The wives of the most eminent politicians dressed there, as did Liz Taylor, with models from Dior, Yves Laurent and other brands of similar renown. The owner’s name was Ernst Marx, a Berlin Jew. At some point she confessed to him where she came from. The answer was noble: the children are not to blame. And he kept her in the position, which was of hierarchy (her parents gave another kind of response in the interrogations: “I was only following orders”, “I didn’t know anything”).

Brigitt’s past was kept in the utmost discretion, until Thomas Harding, the English researcher who was writing a new book, appeared in 2013: “Hanns and Rudolf”, about his great-uncle Hanns Alexander, the rich Jew who escaped in time with his family, joined the British Army and there took on the mission of finding Rudolf Höss and sending him to trial.

For long years, Harding sought out Höss’s daughters, to have a balanced story with the painful story of those two very opposite Germans.

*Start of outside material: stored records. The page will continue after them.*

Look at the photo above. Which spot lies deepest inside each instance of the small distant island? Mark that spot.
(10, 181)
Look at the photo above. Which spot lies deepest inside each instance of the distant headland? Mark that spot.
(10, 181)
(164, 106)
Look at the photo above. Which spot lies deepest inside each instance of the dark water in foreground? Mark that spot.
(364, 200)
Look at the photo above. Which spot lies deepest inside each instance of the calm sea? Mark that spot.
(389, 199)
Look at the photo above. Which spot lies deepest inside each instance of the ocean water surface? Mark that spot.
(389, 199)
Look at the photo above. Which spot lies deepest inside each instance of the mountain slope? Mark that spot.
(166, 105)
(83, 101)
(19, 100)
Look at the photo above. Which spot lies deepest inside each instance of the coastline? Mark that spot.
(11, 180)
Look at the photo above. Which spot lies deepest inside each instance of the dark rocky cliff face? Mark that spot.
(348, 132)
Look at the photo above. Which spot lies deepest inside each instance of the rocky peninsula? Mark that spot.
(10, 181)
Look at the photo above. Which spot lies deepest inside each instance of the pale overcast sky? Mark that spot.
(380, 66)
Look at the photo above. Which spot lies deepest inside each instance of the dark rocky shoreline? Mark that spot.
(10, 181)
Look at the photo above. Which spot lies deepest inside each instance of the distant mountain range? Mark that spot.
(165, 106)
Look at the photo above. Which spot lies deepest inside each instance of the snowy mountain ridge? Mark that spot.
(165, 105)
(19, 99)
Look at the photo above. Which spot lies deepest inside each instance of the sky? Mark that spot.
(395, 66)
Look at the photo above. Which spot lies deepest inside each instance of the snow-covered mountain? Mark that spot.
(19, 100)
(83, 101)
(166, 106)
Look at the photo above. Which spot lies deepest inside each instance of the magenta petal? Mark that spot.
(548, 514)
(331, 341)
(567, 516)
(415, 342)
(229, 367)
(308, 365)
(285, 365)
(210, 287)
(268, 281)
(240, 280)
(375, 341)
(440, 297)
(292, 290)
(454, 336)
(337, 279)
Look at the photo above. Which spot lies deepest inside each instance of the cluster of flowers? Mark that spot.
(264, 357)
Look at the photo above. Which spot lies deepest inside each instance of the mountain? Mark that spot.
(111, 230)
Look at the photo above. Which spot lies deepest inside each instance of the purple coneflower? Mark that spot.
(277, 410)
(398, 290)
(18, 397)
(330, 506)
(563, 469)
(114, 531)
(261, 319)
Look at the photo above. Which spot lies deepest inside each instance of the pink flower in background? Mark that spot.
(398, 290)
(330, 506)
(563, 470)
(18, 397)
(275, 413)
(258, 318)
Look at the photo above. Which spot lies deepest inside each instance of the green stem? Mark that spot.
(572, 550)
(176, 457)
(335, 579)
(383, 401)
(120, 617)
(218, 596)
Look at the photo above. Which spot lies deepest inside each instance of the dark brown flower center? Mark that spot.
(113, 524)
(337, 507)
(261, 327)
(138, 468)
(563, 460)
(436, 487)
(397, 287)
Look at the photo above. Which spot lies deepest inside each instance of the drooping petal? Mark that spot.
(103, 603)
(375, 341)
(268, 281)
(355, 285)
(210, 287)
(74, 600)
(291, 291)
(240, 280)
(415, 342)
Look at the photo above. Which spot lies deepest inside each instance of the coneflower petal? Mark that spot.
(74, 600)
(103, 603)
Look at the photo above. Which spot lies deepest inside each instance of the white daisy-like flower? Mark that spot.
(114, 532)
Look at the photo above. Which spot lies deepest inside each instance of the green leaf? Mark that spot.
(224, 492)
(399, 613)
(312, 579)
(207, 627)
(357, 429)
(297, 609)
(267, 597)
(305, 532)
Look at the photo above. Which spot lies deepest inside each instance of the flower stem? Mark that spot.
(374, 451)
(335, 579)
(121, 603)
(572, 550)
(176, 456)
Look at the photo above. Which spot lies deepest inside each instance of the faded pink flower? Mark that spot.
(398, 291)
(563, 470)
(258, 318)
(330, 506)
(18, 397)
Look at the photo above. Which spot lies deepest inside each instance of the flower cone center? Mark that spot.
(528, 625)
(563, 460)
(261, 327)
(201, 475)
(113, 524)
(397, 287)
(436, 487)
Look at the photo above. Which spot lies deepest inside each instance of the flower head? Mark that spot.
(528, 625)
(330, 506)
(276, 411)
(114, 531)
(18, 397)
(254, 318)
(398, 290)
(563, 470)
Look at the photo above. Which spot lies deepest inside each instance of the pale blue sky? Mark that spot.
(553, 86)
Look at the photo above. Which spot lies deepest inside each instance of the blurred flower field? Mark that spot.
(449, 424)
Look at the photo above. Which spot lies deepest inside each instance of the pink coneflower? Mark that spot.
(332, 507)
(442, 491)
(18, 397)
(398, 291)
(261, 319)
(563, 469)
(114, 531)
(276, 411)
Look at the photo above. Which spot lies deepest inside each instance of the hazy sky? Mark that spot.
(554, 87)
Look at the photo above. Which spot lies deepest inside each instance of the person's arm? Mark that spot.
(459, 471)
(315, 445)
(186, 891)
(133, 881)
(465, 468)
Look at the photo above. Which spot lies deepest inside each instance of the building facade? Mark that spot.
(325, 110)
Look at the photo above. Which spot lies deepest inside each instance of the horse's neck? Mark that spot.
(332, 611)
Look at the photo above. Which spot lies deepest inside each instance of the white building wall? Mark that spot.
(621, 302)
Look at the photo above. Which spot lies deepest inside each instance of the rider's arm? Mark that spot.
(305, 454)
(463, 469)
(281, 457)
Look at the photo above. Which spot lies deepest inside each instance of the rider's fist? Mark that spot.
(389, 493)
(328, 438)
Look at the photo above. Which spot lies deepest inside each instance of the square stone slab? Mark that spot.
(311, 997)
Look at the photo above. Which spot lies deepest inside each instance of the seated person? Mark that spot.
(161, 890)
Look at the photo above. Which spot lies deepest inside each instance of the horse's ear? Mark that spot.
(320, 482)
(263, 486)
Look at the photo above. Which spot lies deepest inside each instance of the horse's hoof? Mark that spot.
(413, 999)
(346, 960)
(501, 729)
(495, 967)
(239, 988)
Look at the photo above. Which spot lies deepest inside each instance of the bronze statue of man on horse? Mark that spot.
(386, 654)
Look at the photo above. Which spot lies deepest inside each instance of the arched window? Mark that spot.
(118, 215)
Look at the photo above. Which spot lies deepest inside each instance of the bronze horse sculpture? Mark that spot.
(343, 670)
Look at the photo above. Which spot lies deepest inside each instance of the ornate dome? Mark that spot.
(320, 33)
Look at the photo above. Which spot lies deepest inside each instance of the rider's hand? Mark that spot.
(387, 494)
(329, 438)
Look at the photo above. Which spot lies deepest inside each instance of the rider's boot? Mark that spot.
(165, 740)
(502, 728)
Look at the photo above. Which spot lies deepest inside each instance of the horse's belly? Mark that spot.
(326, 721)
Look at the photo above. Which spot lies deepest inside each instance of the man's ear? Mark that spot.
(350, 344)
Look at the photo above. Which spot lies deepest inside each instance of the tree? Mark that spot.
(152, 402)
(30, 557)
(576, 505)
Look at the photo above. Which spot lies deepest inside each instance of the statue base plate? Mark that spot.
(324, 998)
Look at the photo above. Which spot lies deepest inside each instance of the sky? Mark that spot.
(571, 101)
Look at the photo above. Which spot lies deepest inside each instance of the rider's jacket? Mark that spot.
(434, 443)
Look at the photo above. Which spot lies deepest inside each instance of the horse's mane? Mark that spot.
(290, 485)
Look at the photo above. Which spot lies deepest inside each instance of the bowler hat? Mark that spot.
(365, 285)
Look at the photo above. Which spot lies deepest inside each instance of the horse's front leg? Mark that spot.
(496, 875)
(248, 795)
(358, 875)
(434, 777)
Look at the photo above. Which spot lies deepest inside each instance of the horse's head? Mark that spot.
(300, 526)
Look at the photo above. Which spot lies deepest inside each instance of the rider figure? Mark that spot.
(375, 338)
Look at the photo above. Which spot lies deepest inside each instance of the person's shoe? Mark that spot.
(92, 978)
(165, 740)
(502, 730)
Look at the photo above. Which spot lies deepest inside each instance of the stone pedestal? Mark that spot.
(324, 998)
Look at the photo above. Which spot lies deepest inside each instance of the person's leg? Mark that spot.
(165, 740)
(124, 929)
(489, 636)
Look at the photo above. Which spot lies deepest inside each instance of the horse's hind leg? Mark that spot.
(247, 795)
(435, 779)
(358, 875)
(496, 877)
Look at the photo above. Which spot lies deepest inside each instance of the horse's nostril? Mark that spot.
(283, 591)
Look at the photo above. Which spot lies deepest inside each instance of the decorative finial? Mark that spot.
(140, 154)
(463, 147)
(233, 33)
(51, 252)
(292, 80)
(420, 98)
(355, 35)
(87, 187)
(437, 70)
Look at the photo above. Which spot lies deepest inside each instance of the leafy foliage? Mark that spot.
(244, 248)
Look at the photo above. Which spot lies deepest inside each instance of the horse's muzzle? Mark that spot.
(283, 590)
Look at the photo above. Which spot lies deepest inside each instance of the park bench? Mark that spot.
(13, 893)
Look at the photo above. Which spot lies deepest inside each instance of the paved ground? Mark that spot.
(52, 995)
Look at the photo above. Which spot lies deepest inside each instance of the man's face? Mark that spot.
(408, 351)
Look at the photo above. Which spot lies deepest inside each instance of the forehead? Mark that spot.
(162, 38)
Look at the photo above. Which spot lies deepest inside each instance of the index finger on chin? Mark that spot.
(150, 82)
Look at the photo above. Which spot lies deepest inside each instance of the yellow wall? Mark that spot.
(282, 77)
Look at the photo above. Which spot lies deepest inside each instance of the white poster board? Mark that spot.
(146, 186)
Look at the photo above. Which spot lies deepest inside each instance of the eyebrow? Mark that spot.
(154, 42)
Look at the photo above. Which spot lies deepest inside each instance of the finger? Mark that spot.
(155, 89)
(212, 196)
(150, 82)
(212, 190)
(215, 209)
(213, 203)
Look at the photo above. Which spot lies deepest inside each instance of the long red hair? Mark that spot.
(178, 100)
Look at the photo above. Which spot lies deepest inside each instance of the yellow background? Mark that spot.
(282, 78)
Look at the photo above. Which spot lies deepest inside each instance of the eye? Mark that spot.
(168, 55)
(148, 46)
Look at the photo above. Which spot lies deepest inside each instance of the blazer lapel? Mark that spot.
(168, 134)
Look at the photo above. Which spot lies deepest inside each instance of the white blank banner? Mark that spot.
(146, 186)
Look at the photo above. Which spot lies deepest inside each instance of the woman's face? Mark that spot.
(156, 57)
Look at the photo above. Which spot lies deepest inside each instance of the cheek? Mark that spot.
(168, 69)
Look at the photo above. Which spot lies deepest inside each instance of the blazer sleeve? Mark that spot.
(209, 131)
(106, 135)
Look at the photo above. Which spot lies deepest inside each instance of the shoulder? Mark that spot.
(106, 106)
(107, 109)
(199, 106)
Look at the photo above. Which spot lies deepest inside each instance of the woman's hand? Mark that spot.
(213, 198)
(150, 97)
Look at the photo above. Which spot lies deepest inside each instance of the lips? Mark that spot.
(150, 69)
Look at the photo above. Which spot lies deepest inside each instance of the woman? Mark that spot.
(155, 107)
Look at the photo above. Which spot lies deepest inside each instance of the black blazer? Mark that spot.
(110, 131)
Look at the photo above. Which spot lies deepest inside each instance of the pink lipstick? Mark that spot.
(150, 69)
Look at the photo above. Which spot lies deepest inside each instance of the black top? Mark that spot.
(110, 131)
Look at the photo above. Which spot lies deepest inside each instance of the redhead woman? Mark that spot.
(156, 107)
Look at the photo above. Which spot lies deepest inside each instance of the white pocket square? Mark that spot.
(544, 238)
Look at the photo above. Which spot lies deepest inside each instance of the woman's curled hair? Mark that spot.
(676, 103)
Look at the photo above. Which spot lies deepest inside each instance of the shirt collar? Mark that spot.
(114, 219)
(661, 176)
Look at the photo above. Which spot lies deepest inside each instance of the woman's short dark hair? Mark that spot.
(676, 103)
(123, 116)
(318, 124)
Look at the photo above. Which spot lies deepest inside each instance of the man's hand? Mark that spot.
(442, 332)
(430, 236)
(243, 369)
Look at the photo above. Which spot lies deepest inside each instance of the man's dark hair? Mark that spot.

Brigitt, now 80 years old, gave him that balance, and even agreed to appear in a BBC report. There he says frankly that he has no answer for his father’s dual personality. She feels hurt. And it is also felt that, when she was alone, many times she would have hummed in a low voice that melancholic song “Oh, Mein Papa” so popular in the ’50s (here it was sung by Elder Barber, “Oh, my dad, you were so good to me …”).